Pascal escreveu: “Como a verdadeira natureza se perdeu, tudo pode ser natureza.” Só acredito nos que inventam campos de batalha.


O mercado da arte

Diante do mercado de arte, o artista plástico aceita sua condição de produtor para o gosto dos ricos. Aproveita-se da exigência de exclusividade da posse da obra para cobrar caro pelo seu trabalho: é uma das formas de prostituição. Para mim, o artista mais valioso é aquele que se desvaloriza diante do mercado.
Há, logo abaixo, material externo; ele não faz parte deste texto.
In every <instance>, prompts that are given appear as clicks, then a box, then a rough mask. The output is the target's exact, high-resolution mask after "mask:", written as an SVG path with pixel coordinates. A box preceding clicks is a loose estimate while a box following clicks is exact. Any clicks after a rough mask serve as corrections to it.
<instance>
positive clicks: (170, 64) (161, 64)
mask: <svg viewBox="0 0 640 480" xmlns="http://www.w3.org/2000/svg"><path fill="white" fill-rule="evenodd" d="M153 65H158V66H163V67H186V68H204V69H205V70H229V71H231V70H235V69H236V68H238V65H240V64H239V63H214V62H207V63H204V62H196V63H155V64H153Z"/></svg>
Por outro lado, o artista plástico, se quer viver do seu trabalho, cede à tentação de cobrar caro pela sua obra. Já que a arte não vai ser vendida mesmo para as pessoas mais interessantes, então ele usa o dinheiro dos ricos para poder continuar trabalhando. Isso significa que, de alguma maneira, o mecenato condiciona a produção artística.

Para o escritor, essa situação é aparentemente mais simples. Se escrevo, necessito apenas caneta e papel, e não preciso de tanto tempo de trabalho nem de materiais caros – como nas artes plásticas – para produzir. Mas na hora da circulação do texto, é óbvio que, se o editor não acreditar que ele seja vendável, não vai haver publicação. De todos modos, creio que, como os ricos não lêem, o mercado de alguns textos pode estar determinado por leitores mais interessantes. Daí que se publique a obra de escritores como Clarice Lispector, Cortázar, Cioran, Beckett.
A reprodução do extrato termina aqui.